Mais partout ces filles reçoivent moins de possibilités que les garçons pour étudier, pour gagner leur vie, pour échapper a la misère. Très souvent elles sont plus vulnérables, victimes d’exploitation ou même de violence physique et psychologique. En Haïti, il y a selon le documentaire plus de 250.000 filles qui travaillent comme « restavek », comme esclaves domestiques.

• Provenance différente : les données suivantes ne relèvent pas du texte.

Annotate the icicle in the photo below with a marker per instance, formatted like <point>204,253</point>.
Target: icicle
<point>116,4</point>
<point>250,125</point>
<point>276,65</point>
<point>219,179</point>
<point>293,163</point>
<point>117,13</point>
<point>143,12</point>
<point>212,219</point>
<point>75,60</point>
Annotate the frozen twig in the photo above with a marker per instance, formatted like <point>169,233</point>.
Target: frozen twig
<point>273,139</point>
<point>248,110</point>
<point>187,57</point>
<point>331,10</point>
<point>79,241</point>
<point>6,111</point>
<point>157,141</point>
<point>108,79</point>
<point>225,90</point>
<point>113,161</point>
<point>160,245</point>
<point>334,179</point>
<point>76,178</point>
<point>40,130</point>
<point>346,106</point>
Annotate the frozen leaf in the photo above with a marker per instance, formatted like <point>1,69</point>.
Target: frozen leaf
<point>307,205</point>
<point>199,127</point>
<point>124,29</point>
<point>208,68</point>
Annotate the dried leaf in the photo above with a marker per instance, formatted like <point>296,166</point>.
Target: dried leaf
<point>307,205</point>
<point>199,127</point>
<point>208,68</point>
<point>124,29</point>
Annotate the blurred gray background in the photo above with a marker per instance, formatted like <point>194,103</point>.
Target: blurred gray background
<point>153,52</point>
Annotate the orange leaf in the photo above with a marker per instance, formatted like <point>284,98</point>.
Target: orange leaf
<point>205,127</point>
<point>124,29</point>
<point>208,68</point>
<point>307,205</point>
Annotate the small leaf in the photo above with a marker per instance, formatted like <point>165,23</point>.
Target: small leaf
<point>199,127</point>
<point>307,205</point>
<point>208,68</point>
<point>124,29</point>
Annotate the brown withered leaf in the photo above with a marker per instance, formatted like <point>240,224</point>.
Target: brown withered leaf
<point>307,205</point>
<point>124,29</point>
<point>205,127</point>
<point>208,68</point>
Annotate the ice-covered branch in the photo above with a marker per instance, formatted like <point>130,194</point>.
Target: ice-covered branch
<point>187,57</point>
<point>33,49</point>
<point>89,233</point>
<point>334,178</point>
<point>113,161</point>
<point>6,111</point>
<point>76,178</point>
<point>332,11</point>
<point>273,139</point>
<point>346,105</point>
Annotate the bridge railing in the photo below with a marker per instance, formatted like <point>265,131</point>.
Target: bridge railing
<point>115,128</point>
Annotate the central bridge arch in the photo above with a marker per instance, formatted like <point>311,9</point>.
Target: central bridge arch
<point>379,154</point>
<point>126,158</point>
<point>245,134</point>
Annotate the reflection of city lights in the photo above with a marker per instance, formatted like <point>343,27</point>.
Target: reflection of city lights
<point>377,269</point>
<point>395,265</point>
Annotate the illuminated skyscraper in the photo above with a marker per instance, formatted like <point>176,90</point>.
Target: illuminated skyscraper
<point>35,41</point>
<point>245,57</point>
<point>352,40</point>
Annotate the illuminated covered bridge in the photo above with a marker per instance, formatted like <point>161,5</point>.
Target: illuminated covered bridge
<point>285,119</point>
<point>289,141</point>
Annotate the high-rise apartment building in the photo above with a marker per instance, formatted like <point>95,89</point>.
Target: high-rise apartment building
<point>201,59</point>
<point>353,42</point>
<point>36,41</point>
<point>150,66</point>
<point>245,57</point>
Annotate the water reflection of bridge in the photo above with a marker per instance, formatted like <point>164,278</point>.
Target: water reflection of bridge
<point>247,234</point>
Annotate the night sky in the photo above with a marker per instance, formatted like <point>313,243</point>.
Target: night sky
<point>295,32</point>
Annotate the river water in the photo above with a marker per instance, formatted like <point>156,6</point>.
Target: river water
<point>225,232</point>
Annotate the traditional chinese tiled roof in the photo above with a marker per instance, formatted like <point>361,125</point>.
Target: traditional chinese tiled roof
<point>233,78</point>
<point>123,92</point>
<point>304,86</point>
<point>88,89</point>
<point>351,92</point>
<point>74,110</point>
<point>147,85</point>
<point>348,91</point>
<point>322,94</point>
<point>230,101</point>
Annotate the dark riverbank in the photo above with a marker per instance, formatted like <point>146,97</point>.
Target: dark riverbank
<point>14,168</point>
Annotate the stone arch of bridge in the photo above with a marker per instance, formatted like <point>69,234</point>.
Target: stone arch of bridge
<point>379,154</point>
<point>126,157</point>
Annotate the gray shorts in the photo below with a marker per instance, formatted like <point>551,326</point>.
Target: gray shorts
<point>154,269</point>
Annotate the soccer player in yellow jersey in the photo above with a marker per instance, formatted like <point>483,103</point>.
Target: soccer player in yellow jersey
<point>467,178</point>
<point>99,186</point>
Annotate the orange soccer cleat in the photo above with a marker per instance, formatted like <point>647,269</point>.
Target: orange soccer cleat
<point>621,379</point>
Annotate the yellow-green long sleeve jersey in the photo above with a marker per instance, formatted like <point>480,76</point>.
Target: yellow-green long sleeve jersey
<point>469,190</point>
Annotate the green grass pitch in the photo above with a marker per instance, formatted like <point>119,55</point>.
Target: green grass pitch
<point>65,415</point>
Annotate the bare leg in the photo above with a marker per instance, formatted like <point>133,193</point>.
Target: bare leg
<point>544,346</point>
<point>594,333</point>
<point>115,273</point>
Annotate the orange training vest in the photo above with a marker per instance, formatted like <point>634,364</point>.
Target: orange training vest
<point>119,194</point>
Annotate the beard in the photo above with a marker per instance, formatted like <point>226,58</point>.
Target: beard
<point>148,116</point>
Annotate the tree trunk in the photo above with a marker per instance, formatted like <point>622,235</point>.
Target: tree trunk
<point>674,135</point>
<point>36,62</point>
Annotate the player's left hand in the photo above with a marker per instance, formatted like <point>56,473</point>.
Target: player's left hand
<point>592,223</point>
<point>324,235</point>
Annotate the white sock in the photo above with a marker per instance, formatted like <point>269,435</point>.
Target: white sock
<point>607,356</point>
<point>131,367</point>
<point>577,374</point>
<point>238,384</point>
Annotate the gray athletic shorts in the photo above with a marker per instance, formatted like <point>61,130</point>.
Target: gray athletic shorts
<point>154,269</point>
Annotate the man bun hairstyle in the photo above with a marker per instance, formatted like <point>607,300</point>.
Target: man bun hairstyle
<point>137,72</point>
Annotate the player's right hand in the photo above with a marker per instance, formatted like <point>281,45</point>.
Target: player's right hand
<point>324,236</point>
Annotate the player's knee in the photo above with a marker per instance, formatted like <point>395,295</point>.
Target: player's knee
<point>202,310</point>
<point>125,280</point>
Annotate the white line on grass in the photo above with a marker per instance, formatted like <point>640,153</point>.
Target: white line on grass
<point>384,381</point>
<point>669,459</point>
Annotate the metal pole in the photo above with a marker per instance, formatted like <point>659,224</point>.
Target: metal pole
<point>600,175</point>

D’après les données du rapport « Problématique de genre en Haïti » (D. Magloire, M. Merlet, juin 2001) près de 23% des hommes n’ont jamais fréquenté l’école dans l’ensemble du pays. Mais la situation est pire pour les femmes. Près de 32% d’entre elles n’ont jamais visité l’école. Cette inégalité entre les sexes se confirme dans les chiffres de l’analphabétisme. En Haïti, 33% des hommes ne savent ni lire ni écrire, mais chez les femmes les statistiques atteignent les 43%.

En outre, le gros du travail au foyer revient aux femmes : lessive, préparation des repas, soins aux malades, approvisionnement au marché. Peu importe si elles ont un conjoint ou pas. Souvent elles sont aussi obligées de quitter la maison pour travailler et gagner un peu d’argent. Ce qui n’est pas surprenant si on sait qu’en Haïti 43% des ménages sont des familles monoparentales. Mais les femmes gagnent moins que les hommes. En Haïti, près de 20% des femmes se situent dans les tranches de salaires les plus basses.

Le premier septembre, la salle était de nouveau bien remplie pour le documentaire « L’agronome », sur la vie du journaliste Jean Dominique. On y voit sa vie, sa lutte pour la liberté de presse, pour la démocratie en Haïti, jusqu’à ce qu’il soit abattu devant sa station, Radio Haïti Inter.

Jusqu’à maintenant les responsables du meurtre n’ont pas été retrouvés. Mais en Haiti et partout dans le monde les gens demandent justice pour Jean Dominique. Dans le débat qui a suivi le documentaire, le journaliste Ronald Colbert d’AlterPresse a répondu aux questions des participants.

Beaucoup de gens ont voulu s’exprimer, et à la fin des activités, les gens ont évalué les films et les débats comme très positifs.

Le Télécentre des Jeunes veut absolument continuer avec les activités Siwèl et est actuellement à la recherche de fonds pour rendre ces activités durables.